The Pharmaceutical Research and Manufacturers of America (PhRMA) has flagged Algeria and Lebanon as being particularly concerning for manufacturers. In a report to the Office of the United States Trade Representative, PhRMA called out these two countries as requiring review. In Algeria, PhRMA cites weak patent protection, government-mandated price referencing, and importation restrictions as barriers to market access. The lobbying group does note that it is encouraged by the Minister of Health’s announcement at a PhRMA meeting that the government would reduce the review time required for marketing authorization and increase intellectual property protection.

In Lebanon, PhRMA notes some regulatory reforms that have improved market access, but still argues that Lebanon needs to make further changes. In particular, the group cites ineffective data protection, the lack of a regulatory system to monitor and confirm bioequivalence studies, and the existence of a “grey market” for medicinal products (11).
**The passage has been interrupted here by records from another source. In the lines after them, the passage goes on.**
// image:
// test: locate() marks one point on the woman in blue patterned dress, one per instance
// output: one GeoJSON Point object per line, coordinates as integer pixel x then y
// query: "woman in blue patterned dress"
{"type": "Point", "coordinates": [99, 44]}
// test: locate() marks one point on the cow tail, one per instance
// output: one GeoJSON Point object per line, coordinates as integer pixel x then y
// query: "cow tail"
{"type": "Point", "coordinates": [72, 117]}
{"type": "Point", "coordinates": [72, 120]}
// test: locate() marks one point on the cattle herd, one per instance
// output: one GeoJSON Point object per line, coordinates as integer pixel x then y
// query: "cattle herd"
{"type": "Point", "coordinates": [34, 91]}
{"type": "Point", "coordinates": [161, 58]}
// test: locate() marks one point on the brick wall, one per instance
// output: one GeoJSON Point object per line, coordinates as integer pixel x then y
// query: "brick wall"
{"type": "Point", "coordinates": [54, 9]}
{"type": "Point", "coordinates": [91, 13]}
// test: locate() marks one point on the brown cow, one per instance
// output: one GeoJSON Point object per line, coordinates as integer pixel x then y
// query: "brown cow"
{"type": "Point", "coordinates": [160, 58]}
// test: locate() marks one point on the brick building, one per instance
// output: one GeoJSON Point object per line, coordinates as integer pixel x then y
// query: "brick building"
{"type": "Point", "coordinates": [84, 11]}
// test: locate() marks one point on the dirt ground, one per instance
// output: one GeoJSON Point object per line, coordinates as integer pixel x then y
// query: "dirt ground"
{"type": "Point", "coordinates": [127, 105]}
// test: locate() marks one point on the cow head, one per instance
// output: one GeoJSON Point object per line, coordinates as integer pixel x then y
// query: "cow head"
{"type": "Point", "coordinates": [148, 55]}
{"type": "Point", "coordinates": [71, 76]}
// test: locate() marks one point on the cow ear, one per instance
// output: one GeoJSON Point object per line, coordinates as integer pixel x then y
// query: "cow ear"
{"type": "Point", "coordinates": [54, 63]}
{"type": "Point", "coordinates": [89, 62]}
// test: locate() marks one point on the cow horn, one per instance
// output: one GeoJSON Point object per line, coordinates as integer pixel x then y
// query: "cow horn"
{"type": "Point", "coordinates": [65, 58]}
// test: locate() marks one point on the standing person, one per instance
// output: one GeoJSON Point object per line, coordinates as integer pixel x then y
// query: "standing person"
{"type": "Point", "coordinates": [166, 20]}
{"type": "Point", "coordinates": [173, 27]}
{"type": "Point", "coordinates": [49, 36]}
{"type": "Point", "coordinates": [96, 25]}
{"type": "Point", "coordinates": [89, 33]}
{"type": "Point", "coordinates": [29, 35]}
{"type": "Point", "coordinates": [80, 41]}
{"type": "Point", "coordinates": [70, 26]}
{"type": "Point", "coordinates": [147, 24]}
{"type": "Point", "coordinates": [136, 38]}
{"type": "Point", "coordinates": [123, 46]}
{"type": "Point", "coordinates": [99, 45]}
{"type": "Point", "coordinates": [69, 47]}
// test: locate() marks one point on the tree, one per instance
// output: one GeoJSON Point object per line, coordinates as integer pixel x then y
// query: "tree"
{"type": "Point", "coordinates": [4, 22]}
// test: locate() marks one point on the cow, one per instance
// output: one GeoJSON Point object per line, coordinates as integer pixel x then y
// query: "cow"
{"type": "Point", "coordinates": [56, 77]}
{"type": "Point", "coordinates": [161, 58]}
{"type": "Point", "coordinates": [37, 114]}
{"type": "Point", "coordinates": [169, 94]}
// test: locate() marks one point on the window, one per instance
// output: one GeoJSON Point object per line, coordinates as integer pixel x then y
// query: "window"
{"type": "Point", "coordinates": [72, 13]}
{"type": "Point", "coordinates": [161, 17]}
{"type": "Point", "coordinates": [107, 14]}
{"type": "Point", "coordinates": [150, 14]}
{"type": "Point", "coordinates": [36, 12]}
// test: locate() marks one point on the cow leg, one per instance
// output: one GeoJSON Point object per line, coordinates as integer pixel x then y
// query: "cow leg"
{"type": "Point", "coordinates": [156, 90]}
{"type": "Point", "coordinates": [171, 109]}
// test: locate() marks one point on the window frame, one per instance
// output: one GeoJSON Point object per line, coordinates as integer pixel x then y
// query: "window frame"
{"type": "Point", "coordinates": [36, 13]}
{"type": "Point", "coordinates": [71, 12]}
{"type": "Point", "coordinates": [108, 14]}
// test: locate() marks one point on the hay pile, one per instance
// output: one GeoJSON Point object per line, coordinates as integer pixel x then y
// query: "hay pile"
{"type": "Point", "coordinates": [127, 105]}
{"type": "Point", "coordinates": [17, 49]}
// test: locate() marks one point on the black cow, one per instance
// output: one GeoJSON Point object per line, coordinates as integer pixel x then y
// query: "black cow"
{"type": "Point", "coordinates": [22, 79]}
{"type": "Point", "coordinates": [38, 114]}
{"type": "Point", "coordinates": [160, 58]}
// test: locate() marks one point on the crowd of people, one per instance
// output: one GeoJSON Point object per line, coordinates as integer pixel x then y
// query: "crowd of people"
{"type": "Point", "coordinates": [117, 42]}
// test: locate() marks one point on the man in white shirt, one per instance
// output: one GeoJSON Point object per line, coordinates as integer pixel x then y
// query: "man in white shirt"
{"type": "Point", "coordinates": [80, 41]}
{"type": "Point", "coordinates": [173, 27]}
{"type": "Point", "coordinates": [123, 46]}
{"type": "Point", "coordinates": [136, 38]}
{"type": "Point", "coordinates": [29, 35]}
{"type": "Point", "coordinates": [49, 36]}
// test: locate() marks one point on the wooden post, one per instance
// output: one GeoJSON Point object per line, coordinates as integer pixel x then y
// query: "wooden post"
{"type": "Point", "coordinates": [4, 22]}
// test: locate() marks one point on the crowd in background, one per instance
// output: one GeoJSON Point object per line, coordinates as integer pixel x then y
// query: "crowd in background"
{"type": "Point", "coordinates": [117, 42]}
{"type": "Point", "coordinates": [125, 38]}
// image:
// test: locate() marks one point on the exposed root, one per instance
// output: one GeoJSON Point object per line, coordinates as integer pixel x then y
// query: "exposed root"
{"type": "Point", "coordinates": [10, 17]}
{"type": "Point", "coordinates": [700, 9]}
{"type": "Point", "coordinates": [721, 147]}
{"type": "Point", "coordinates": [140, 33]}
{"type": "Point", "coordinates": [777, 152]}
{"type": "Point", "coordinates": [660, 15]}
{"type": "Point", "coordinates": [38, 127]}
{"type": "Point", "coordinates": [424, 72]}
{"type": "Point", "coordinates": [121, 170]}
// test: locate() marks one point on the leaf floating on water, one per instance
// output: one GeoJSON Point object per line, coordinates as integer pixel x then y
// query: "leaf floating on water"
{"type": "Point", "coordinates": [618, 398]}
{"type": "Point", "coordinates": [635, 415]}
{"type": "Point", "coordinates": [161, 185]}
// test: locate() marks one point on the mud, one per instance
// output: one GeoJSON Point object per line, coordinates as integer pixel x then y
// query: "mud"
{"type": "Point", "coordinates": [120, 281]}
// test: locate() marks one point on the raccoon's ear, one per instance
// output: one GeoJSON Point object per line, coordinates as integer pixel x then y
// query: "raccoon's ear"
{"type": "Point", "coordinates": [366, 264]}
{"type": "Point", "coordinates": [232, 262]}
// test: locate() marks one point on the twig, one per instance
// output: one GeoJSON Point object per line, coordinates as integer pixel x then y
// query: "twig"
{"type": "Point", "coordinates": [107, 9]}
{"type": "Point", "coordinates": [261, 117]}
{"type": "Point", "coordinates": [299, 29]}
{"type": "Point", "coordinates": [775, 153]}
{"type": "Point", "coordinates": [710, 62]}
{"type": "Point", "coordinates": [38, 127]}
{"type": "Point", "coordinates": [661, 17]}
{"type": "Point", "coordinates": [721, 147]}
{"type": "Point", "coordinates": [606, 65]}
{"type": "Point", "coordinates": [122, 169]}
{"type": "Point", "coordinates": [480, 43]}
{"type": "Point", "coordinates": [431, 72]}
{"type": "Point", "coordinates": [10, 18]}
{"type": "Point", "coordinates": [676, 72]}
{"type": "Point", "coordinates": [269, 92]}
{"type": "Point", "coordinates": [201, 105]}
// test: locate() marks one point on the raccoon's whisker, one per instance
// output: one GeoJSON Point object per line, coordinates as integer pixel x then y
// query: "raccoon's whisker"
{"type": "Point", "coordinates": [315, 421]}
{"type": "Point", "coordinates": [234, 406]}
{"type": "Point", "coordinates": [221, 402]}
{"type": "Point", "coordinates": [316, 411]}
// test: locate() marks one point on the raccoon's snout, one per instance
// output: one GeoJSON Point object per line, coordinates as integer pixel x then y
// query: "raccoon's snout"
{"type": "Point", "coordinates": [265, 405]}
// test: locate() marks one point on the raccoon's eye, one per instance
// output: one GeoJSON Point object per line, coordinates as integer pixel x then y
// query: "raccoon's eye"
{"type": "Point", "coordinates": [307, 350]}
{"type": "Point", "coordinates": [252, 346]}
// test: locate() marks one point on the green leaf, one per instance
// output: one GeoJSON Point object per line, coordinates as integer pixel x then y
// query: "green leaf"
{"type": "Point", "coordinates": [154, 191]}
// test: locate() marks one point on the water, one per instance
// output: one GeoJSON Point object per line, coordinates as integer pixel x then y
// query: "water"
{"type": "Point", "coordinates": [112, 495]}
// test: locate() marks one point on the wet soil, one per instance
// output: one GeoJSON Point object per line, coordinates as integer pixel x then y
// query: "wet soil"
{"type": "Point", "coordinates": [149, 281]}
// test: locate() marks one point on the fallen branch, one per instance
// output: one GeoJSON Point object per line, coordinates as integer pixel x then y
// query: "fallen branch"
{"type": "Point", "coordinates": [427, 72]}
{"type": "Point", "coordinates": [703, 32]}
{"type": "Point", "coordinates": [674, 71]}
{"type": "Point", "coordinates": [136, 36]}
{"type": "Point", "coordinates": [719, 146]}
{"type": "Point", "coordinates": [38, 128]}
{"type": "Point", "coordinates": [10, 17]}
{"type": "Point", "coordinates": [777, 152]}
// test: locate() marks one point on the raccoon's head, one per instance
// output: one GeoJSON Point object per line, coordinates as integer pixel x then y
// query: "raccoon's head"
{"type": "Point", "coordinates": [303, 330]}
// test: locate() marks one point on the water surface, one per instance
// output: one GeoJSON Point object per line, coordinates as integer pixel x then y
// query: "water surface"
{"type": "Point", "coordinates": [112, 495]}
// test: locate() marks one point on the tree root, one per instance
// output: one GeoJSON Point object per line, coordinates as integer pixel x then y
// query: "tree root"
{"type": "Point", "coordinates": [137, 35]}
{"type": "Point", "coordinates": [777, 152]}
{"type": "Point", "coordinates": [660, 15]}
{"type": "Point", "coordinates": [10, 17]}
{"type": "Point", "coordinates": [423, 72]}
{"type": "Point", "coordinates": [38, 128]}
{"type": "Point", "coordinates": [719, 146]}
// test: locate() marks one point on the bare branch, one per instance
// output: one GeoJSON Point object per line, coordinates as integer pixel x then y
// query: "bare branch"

Implications for successful market entry and in-region partnering

Despite regional conflict and social and economic upheaval in the Middle East, it is likely that there will be a surge in demand for healthcare products and services over the next few years. Socio-economic advancement, including increased disposable income and access to modern goods and services, is leading to changes in the region’s nutritional and lifestyle habits, increasing the frequency of lifestyle-related health concerns, such as obesity, diabetes, and heart disease.
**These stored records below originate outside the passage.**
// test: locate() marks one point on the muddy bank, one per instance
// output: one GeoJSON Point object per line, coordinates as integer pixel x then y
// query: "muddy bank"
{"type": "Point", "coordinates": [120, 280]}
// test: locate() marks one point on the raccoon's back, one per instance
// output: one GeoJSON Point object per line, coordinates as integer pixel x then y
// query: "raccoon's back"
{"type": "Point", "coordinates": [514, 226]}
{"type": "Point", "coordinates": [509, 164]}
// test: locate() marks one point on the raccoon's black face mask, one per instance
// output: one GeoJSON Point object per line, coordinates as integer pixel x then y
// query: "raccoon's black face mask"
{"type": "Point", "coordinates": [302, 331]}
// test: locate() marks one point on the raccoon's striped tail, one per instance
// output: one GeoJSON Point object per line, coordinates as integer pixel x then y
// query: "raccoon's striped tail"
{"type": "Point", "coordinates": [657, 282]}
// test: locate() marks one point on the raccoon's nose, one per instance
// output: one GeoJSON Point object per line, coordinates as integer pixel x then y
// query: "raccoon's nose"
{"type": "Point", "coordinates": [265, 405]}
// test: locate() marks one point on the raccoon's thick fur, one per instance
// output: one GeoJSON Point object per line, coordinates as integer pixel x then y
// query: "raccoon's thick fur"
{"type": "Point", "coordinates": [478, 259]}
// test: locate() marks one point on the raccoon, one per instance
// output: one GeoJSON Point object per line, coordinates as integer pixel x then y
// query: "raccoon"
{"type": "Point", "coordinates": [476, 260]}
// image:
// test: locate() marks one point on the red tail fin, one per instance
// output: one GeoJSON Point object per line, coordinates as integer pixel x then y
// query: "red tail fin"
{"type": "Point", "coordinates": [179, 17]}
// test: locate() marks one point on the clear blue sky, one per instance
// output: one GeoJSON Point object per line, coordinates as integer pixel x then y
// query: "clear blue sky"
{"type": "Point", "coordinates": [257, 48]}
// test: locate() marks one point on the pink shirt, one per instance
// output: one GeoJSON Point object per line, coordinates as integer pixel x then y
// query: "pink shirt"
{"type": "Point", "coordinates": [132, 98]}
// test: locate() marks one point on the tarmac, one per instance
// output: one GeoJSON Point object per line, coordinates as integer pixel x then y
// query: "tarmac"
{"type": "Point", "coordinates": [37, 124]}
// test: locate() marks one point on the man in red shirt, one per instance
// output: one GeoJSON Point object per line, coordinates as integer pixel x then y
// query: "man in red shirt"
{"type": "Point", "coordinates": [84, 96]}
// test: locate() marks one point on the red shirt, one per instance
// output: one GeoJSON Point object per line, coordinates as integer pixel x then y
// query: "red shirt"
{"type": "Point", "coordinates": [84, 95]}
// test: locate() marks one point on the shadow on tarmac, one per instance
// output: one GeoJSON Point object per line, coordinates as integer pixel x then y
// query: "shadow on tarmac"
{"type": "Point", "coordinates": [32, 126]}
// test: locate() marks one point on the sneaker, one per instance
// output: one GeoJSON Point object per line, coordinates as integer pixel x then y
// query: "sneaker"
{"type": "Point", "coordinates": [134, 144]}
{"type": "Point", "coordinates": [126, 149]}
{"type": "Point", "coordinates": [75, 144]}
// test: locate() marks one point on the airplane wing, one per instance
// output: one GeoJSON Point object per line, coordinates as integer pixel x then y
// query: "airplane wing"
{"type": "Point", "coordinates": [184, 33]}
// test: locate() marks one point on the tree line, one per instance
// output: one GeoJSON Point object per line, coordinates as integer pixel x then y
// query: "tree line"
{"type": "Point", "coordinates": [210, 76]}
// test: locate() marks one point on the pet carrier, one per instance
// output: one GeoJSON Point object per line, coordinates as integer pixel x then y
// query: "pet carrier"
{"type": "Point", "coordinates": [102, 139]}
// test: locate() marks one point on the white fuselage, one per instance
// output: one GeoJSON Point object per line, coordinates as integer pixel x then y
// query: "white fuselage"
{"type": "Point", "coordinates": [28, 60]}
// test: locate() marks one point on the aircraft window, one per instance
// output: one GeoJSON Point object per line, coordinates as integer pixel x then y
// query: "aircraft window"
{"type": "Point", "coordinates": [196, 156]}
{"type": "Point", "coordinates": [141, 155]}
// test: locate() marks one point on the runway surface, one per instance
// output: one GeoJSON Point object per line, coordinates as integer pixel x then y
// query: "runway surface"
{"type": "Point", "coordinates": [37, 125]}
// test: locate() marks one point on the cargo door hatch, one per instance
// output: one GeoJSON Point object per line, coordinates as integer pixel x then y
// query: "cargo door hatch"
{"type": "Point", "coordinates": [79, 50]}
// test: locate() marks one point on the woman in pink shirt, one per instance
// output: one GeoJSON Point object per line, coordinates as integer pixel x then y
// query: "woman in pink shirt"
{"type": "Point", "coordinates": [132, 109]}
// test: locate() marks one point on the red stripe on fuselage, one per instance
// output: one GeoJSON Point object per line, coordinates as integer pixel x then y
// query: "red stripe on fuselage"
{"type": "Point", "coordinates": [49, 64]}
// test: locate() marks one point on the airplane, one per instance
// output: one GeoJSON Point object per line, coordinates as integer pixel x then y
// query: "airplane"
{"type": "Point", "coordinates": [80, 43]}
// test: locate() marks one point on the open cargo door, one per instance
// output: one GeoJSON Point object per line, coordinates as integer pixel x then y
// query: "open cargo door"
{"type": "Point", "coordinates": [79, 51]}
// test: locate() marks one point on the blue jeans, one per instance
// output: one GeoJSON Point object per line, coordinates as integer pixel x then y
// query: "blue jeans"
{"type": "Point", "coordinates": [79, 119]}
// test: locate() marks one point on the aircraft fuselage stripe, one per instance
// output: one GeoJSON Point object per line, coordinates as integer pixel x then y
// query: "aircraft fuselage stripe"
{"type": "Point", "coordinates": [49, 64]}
As the standard of living in the region generally improves, healthcare providers will face rising expectations for more and better quality services. These expectations, together with population growth and increasingly educated consumers (patients), will likely drive investment in hospitals and medical facilities, and increase demand for innovative drugs, healthcare services, and the latest medical technologies.

Regionally, many countries (i.e., UAE, Qatar) are setting standards that provide state-of-the-art healthcare services, not only for the growing local population, but also for expatriate workers and patients seeking high quality medical care. In contrast, other countries in the region are struggling with overburdened government-run health systems and are turning to the private sector to provide much-needed investment and expertise (i.e., Kuwait).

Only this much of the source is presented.